Posted by: bunny0288 | April 13, 2011

My Love Language

So my hubby woke me up by not turning his alarm off this morning, so now I’m up for the day. It’s for the best, though, because otherwise I sleep in way too late. Can I just gush for a moment about how awesome my amazing husband is? I take your silence to mean Yes!

My hubby is soooo sweet! He took me out to dinner last night because he knew how stressed I have been feeling, lately. He’s so sweet and considerate of me. This weekend, we went camping for our friend Courtney’s birthday. OnĀ  the trip Jonathan told me that he thought my love language was quality time instead of physical touch like I used to think it was. After taking a quiz and really think about it, I realize he’s right! I really desire his undivided attention. So, he took me out to dinner in order to try to give me more quality time! Isn’t that sweet???!!!

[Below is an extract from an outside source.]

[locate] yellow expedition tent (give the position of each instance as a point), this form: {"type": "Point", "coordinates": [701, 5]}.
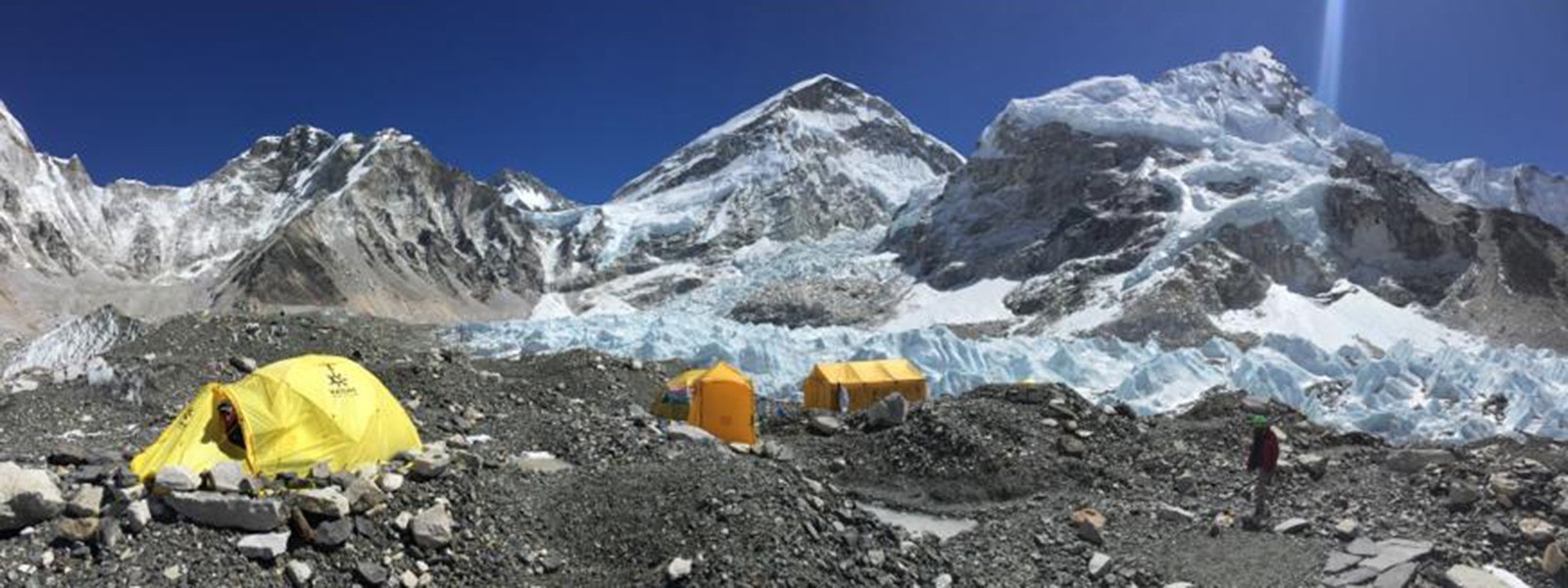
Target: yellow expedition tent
{"type": "Point", "coordinates": [294, 415]}
{"type": "Point", "coordinates": [862, 381]}
{"type": "Point", "coordinates": [720, 400]}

For those of you that don’t know about the love languages… They’re based on a book The 5 Love Languages by Gary Chapman. The 5 love languages are:

Words of Affirmation

Quality Time

Physical Touch

Acts of Service

Gift Receiving

You really should all go out and read that book. It is amazing, and it works for any relationship, not just romantic ones.

I’m so glad we figured out that we had it wrong. Also, it makes sense why I hate when Jon works from home. He’s home, but he’s not giving me undivided attention lol :) It drives me nuts! Anyways, Jonathan’s love language is Words of Affirmation.

Let me know what yours is by leaving a comment!

Oh yeah, and in TTC news: I’m on CD 25 and my temperature still hasn’t gone up to indicate ovulation. This cycle is going to be soooo long! :( If I get pregnant this cycle, that’s fine, but I probably won’t which means it’s that much longer until I get to try again! Ugh.